We agree, however, with appellants' position. In reaching this conclusion, we note that the language of NRCP 1 does not limit the application of those rules to district court proceedings. In light of the rule of liberal construction, we hold that the three-day grace period allowed by NRCP 6(e) applies to NRS 616.5422(1).
We also agree with appellants' assertion that NRCP 6(a) applies to NRS 616.5422(1). See Rogers v. State, supra.
In light of the above holdings, the record indicates that both appeals were timely filed with the appeals officers. Each claimant was notified by mail of the hearing officer's decision, and the appeals of both were filed on the first judicial day after the expiration of 33 days. See NRCP 6(a), (e). Both claimants were thus entitled to pursue their claims before an appeals officer. We therefore reverse the determinations of the district court and remand both matters for further proceedings before an appeals officer.

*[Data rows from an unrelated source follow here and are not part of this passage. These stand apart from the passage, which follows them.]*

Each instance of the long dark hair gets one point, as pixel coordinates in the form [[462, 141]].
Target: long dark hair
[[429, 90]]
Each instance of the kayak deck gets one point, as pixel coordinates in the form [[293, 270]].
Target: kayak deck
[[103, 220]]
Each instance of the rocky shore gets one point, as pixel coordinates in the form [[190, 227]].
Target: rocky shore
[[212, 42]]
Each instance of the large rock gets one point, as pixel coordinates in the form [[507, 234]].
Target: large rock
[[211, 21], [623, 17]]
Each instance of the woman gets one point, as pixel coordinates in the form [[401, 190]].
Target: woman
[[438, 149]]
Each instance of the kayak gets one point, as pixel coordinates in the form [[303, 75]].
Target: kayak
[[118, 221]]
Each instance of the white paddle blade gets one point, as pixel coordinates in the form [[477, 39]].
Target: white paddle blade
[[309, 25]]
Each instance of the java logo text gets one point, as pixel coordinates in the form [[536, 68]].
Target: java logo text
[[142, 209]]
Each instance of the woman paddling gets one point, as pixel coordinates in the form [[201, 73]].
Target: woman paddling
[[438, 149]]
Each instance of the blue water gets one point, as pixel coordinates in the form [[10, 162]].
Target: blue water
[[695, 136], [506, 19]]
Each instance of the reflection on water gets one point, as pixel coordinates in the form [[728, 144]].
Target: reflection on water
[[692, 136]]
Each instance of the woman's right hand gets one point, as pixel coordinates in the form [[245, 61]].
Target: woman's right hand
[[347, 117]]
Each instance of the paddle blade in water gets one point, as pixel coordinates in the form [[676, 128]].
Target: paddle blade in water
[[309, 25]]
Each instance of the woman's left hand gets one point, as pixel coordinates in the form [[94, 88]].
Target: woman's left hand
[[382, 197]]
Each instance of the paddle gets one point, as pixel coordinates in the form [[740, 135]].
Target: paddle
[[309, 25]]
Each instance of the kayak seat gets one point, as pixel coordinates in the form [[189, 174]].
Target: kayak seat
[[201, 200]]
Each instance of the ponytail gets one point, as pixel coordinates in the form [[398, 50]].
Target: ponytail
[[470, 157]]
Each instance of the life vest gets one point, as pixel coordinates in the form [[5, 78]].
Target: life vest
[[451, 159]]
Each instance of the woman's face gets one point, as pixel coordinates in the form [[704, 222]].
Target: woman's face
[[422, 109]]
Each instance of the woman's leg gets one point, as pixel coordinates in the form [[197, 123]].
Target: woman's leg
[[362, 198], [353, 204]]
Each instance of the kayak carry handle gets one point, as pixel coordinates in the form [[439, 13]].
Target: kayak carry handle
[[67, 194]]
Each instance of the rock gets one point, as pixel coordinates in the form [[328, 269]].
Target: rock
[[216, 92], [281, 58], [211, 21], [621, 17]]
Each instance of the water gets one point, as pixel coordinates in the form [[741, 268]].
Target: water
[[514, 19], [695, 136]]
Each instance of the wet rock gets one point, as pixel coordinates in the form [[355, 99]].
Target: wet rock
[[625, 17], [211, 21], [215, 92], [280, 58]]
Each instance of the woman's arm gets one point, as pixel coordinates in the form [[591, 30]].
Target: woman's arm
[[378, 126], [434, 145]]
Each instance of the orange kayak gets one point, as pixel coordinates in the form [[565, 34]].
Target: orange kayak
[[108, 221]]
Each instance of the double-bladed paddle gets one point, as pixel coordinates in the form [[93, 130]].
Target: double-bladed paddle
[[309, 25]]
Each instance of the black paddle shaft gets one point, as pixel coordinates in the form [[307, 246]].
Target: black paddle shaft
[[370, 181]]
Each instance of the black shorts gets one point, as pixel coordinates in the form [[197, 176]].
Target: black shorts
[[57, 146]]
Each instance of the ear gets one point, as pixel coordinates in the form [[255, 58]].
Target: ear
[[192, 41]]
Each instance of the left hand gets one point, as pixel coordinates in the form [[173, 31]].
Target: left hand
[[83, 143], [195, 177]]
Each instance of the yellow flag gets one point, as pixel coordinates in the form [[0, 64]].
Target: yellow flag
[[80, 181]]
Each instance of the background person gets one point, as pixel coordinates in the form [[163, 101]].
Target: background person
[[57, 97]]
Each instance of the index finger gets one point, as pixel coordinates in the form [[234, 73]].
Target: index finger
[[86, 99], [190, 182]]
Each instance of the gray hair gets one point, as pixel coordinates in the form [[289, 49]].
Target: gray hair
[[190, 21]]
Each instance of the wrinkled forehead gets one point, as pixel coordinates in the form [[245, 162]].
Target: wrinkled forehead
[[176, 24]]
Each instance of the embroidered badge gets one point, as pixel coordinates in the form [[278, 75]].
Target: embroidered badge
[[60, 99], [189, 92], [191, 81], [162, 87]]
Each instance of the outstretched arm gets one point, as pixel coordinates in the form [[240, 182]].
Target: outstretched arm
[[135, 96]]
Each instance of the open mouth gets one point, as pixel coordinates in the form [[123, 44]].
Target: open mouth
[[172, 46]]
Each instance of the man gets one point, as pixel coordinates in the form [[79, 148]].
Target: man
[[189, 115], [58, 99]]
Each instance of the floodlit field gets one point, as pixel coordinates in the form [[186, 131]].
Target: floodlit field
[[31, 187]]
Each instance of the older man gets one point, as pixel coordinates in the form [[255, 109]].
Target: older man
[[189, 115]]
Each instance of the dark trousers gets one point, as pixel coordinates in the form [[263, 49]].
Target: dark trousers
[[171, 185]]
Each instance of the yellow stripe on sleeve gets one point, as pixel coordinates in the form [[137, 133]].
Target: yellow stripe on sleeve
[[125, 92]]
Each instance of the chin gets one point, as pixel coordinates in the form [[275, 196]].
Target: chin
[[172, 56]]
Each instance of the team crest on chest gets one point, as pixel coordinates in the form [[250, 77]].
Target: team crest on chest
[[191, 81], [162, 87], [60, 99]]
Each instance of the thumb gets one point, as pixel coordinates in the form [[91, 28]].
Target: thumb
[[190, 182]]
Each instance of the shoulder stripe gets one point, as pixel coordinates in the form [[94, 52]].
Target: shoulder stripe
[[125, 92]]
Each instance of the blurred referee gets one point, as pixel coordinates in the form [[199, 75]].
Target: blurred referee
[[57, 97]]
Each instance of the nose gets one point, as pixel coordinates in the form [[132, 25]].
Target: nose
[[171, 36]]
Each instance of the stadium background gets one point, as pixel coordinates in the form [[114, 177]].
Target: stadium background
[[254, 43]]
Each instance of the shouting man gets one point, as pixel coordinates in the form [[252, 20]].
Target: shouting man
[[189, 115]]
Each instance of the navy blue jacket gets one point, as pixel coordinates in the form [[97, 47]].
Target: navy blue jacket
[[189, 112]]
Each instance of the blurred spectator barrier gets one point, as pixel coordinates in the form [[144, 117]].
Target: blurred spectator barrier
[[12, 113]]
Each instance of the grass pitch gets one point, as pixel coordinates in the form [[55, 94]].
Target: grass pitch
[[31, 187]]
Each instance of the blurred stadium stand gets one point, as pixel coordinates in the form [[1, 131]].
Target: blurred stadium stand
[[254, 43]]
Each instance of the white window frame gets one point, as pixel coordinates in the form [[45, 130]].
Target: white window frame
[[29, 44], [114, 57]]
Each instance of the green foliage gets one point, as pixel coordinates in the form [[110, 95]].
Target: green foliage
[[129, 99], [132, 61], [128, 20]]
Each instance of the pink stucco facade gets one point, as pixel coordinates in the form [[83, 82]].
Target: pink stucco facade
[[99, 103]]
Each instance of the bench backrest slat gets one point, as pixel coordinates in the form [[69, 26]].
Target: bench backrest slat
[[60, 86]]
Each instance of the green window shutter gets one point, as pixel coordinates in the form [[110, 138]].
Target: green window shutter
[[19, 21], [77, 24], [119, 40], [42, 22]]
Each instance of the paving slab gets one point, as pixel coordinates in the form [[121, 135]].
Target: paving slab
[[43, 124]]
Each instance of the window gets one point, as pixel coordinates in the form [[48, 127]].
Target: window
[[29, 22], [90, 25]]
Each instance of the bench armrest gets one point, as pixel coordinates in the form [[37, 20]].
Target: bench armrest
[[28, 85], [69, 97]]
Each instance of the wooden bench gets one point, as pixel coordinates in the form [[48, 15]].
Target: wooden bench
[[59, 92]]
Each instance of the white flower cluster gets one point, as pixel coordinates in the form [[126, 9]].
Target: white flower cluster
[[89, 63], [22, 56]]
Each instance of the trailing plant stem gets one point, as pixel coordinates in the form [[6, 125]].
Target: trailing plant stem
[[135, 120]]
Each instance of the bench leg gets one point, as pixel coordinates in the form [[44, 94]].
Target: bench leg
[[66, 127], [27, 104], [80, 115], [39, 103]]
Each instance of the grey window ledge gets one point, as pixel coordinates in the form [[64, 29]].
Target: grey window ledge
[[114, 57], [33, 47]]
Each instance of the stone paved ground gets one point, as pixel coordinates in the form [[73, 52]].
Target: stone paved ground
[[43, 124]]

Our disposition of this matter makes it unnecessary to consider the other issues raised by appellants.
Reversed and remanded.
NOTES
[1] NRCP 6(a) provides:
In computing any period of time prescribed or allowed by these rules, by the local rules of any district court, by order of court, or by any applicable statute, the day of the act, event, or default from which the designated period of time begins to run shall not be included. The last day of the period so computed shall be included, unless it is a Saturday, a Sunday, or a non-judicial day, in which event the period runs until the end of the next day which is not a Saturday, a Sunday, or a non-judicial day. When the period of time prescribed or allowed is less than 7 days, intermediate Saturdays, Sundays, and non-judicial days shall be excluded in the computation.
NRCP 6(e) provides:
Whenever a party has the right or is required to do some act or take some proceedings within a prescribed period after the service of a notice or other paper, other than process, upon him and the notice or paper is served upon him by mail, 3 days shall be added to the prescribed period.
[2] NRS 616.5422(1) provides:
Any party aggrieved by a decision of the hearing officer may appeal the decision by filing a notice of appeal with an appeals officer within 30 days after the date of the decision.